OpenAI now employs more than 400 former Apple employees, many from the silicon and on-device AI teams. Apple's complaint frames that not as normal Silicon Valley job-hopping but as coordinated extraction of confidential technology. The suit names four defendants: OpenAI, its hardware subsidiary IO Products, chief hardware officer Tang Tan (a former Apple VP), and former Apple engineer Chang Liu.

The ugliest allegations

Two claims stand out. First, Apple alleges Tang Tan directed Apple employees interviewing at OpenAI to bring "actual parts" from Apple to their interviews for "show and tell" sessions. Second, it alleges Chang Liu kept his Apple-issued laptop after leaving, discovered a bug that let him reach Apple's cloud file storage, and downloaded dozens of confidential files from Apple's network while already employed at OpenAI, per TechCrunch.

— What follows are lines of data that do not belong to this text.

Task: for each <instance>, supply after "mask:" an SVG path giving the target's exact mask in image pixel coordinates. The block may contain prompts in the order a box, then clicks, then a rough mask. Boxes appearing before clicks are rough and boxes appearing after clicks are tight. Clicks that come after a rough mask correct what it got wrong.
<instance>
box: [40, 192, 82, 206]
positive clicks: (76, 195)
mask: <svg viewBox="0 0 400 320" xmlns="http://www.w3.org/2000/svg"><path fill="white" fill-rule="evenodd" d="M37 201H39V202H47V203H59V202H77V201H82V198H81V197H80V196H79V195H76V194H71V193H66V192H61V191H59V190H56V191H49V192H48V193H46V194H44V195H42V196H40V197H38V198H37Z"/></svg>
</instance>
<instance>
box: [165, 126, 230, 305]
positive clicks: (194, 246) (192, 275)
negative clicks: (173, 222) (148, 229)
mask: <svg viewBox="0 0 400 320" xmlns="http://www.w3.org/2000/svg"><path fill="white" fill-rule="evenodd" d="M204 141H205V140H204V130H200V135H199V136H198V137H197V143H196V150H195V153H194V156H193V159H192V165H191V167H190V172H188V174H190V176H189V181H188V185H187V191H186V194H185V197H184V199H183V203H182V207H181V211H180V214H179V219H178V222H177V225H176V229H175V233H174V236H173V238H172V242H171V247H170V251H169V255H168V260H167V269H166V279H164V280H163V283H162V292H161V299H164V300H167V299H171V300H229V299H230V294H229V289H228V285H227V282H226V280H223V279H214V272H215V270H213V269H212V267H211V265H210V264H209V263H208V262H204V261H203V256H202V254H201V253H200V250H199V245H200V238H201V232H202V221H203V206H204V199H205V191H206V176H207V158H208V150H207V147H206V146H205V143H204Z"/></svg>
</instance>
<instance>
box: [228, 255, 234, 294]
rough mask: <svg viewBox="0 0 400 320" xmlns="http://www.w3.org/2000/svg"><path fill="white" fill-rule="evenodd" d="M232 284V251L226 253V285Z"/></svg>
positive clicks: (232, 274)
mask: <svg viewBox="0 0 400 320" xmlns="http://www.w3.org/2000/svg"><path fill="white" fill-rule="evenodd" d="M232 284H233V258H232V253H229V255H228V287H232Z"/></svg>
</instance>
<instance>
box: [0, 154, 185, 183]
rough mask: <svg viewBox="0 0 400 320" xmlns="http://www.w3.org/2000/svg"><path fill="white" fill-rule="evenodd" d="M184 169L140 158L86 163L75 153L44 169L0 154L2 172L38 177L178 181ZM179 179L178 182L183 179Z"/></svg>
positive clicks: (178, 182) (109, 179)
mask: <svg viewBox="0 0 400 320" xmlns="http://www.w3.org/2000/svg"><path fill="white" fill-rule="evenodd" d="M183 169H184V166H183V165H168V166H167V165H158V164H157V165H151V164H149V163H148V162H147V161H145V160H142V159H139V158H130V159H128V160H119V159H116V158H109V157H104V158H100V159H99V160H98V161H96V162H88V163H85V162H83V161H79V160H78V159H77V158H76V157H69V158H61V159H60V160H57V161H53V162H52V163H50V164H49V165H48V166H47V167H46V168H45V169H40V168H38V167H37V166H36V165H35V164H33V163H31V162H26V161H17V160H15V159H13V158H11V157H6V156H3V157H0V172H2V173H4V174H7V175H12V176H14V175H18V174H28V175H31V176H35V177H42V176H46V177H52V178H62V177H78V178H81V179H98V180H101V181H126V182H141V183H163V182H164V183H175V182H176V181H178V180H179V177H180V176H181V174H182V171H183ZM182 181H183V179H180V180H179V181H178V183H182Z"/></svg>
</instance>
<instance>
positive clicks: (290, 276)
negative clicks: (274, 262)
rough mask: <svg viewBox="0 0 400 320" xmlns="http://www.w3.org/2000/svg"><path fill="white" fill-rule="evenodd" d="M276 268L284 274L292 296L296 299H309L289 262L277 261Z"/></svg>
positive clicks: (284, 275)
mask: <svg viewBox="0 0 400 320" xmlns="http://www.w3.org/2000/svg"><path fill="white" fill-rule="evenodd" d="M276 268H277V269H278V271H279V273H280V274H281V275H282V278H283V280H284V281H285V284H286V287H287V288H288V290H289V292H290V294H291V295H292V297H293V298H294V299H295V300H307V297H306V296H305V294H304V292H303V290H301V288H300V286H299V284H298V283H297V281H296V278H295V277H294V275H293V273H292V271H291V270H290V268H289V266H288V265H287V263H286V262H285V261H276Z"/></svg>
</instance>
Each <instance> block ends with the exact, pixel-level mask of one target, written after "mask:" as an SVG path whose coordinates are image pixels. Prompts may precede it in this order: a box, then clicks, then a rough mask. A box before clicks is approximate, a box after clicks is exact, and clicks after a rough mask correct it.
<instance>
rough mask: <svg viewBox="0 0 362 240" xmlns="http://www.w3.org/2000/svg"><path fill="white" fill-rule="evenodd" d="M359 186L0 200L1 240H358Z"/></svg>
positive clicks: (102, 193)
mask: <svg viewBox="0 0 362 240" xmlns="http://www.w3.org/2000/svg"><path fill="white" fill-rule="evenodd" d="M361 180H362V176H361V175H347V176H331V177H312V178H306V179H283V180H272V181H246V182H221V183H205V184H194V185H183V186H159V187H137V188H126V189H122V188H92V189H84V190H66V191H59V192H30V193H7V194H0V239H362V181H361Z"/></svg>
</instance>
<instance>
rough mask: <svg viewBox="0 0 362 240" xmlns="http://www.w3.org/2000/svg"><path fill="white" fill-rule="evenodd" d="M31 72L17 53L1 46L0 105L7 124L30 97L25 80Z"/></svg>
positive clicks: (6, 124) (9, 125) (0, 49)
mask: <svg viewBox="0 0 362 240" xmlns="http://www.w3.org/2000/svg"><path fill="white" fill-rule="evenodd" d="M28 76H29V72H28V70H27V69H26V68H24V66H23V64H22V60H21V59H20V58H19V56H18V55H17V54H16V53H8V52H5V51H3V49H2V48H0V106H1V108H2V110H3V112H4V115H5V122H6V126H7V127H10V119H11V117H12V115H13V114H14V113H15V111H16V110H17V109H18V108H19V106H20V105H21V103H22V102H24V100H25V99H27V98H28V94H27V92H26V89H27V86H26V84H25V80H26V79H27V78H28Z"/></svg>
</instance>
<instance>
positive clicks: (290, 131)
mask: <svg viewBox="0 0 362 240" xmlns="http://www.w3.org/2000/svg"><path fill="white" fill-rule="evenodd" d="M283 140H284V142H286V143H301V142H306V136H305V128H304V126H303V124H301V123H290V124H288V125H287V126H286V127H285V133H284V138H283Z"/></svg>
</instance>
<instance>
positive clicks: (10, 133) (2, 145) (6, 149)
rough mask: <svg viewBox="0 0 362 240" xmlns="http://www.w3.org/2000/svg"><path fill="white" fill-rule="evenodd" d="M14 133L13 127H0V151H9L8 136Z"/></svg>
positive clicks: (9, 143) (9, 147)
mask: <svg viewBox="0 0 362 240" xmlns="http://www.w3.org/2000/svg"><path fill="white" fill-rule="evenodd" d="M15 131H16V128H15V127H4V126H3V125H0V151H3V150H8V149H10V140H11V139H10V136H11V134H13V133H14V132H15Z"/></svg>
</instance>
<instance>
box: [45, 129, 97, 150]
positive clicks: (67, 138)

What Apple wants — and what's really at stake

Apple asks the court to bar OpenAI from using or disclosing its trade secrets, force the return of confidential materials, and preserve evidence. Notably absent so far: a headline damages figure — this reads as a suit aimed at slowing OpenAI's hardware program, the io device effort built around Jony Ive's design team, before it reaches market.

The subtext is existential for both sides. OpenAI's first consumer device is widely expected to challenge the iPhone's role as the default AI interface — and it was built, Apple claims, by Apple's own former engineers. Coming the same week OpenAI shipped GPT-5.6 and its GPT-Live voice models, the suit is a reminder that OpenAI's fiercest fight this year may happen in a courtroom, not on a benchmark.